June 14, 2012 at 05:08 PM · David, I had not considered the possibility of shoulders forming on the peg, that seems pretty extreme but you've got the experience to know whether this is happening to your repair customers. My personal feeling is that if you need to dope your pegs more than a few times a year then something is wrong. It might be more of an issue for people who travel with their violins or who perform a lot.
June 21, 2012 at 05:52 PM · I tune every day, and I always start by tuning the string flat by turning the peg toward me. Then tune up to the proper pitch. While I tune flat, I am lightly pulling the peg out of the peg box slightly so I can gauge how sticky it it is, then when I tune up, I lightly push in, but only just enough that I know the peg won't slip. But everyday, I get to feel how the pegs are sticking in the peg box, so when the weather changes I notice pegs that are looser or tighter than I left them. I don't see the need for dope or soap or chalk with this method, wood naturally lubricates, doesn't it? But I defer to the repair guys to correct me if they see this as a bad practice.

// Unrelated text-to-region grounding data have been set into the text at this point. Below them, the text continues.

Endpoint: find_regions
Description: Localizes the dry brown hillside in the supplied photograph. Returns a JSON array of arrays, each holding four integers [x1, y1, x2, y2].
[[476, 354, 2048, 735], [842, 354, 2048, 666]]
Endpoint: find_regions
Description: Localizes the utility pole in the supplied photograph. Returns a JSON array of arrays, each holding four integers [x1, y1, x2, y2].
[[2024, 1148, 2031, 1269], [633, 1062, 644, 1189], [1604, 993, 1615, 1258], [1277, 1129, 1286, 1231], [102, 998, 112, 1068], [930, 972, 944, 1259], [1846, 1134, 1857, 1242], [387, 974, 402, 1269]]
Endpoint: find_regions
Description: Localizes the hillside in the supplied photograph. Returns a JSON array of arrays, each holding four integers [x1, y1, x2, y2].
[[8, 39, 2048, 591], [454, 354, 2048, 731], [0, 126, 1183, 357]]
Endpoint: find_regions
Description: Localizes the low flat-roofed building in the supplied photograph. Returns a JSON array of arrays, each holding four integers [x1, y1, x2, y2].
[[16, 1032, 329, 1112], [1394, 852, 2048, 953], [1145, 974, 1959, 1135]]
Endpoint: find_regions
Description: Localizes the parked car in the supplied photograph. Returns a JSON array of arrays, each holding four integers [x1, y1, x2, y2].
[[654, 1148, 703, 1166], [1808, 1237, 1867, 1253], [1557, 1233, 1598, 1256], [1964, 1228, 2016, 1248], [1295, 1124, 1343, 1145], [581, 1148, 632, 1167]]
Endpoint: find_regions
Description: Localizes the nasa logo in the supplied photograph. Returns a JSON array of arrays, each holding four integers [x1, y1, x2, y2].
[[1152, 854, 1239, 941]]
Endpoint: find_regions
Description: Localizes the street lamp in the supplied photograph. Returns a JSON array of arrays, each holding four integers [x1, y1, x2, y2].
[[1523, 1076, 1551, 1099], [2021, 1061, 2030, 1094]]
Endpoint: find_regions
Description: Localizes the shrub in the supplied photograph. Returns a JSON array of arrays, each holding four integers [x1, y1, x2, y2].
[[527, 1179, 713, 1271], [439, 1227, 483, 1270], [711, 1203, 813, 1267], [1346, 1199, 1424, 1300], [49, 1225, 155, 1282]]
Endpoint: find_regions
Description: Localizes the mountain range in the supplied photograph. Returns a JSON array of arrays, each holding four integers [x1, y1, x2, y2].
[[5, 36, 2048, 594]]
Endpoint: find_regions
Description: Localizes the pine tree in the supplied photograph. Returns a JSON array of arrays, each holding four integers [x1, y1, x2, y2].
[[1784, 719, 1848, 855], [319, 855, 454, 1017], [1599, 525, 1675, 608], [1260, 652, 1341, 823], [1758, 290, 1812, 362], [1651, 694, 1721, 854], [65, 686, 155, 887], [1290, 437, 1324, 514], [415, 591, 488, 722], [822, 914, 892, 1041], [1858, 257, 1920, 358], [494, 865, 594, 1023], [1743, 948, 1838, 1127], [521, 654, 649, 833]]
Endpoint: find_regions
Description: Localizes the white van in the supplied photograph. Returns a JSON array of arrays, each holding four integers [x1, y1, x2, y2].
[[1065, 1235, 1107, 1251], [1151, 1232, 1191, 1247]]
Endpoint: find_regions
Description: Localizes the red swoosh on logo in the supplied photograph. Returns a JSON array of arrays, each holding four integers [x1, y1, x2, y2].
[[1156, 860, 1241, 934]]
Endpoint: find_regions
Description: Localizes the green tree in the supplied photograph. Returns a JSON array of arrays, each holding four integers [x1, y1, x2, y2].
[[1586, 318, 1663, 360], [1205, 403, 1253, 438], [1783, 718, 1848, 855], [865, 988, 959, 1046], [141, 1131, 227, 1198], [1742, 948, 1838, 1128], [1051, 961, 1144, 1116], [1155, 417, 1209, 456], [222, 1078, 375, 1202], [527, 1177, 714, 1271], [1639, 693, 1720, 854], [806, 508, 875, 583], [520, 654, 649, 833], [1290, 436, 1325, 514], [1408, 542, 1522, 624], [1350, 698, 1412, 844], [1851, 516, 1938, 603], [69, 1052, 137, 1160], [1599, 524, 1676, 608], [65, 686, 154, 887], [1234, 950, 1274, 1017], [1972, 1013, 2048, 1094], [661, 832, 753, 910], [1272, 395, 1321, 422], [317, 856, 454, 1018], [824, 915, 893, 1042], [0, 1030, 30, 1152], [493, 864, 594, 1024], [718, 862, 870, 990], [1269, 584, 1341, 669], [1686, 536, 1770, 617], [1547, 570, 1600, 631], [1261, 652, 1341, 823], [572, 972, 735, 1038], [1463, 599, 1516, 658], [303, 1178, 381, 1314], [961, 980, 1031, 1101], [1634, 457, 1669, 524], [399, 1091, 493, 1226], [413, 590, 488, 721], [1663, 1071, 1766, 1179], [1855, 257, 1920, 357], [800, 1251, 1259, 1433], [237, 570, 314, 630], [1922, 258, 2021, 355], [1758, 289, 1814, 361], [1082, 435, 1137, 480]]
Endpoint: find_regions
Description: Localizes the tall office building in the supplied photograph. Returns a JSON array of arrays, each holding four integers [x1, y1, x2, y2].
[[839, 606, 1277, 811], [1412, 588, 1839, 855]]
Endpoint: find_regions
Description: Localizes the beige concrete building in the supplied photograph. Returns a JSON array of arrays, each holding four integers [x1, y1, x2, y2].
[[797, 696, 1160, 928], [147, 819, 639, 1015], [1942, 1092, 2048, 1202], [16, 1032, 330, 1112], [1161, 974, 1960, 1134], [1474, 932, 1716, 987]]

June 21, 2012 at 06:14 PM · Is it true that rosewood pegs are naturally oily and hence cause less problems than ebony or boxwood ? This natural oil supposedly acts as a lubricant and makes for smoother turning of the pegs.
June 21, 2012 at 08:33 PM · I wouldn;t call it oily. There is a resin in the wood that some people think makes them superior for tuning purposes. Bad mouthing someones favorite wood is like booing someones favorite team. You will raise some hackels most certainly. As a wood turner and former guitar maker I've worked a lot of rosewood. Not only do the samples of rosewood vary immensely but it's much softer as a peg wood than many think, which just might nullify the resin thing.
June 22, 2012 at 08:06 PM · Knilling Perfection Pegs, you will never turn back
June 24, 2012 at 11:27 PM · the densest rosewood is supposed to match ebony, i cant speak for the lightest rosewood but its still a whole heck of a lot denser than boxwood. isnt it?? [Flag?]
If you are talking about African Blackwood which is a dalbergia, yes it is as hard as ebony. All of the other woods that are commonly called rosewood that are used for pegs are not that hard and in my estimation and aren't as dense as real buxux buxus boxwood.
April 16, 2013 at 12:06 AM · Thank You, this has helped a lot!
April 16, 2013 at 05:11 AM · Fit Wittner geared pegs. They have an 8.5:1 gear ratio and never slip.